Back a few steps, we downloaded the Google IDP Metadata .xml file. Open this file up and paste the entire contents into the IDP Metadata area and press the Process IdP Metadata button.
This metadata information will pre-populate a some of the fields in this page and also adds the required certificates the config. To make sure everything is covered I will mentioned all the required fields but keep in mind some of these may already be added by the metadata process.
Under Name ID format mapping we need to add two mappings:
    unspecified = userName
    emailaddress = emails

Because in this scenario we aren’t able to sync user attributes from an existing directory (eg. from an LDAP Source) there is an option to utilise Just-In-Time User Provisioning to create the user objects on the fly. If you’re not sure what JIT is, have a look at my article on Just-In-Time provisioning.
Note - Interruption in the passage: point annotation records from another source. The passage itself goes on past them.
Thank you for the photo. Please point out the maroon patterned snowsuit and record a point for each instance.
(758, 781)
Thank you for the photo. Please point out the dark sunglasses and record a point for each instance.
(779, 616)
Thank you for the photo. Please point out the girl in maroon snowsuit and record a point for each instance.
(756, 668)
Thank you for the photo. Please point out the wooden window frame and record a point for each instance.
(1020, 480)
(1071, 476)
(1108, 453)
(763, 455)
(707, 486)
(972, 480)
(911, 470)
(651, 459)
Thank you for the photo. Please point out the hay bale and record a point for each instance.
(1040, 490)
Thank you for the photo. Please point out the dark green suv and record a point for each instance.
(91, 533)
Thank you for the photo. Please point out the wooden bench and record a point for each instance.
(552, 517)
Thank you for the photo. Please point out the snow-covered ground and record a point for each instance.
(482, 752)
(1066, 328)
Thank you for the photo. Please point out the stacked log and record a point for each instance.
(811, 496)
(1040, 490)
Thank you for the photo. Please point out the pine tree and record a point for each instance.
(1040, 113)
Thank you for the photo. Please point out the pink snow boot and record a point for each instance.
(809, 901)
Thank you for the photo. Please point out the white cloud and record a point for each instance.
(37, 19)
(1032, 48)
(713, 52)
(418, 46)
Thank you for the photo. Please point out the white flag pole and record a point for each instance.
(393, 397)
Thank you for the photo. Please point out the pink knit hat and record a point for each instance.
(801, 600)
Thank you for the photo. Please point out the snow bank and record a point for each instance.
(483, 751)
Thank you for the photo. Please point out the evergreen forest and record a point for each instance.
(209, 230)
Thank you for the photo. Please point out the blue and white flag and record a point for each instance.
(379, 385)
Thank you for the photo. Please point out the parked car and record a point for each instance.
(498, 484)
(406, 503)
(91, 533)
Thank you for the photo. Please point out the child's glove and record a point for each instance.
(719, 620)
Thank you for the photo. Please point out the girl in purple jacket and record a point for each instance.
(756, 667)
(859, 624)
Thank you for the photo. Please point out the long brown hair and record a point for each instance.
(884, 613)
Enable JIT, and give the Directory & Domain a name. It can be anything that is relevant to you.
The last part we need to configure is an Authentication Method. Add a name that is relevant to you and make sure the SAML Context is urn:oasis:names:tc:SAML:2.0:ac:classes:PasswordProtectedTransport


Google-Password = urn:oasis:names:tc:SAML:2.0:ac:classes:PasswordProtectedTransport

We can now save this config. For completeness, below is a screenshot of the entire configuration.


We now have Google and Identity Manager integrated with each other, our last step is configure our Identity Manager Access Policies to use the Google Authentication Method.
Back in our Identity Manager portal, go to Policies and (in our example) add it to the default_access_policy_set

Where you add this and to which device type is up to how you need it for your environment.
We’re done!

Below is a video of this in action. There’s not a lot to see as this is a new environment I spun up (in seconds) in our Cloud Identity Manager Tenant, but what you’re not seeing is important!

Notice you don’t see any login screens other than Google as this is where we’re authenticating. The Demo Account is also being created automatically when I am logging in.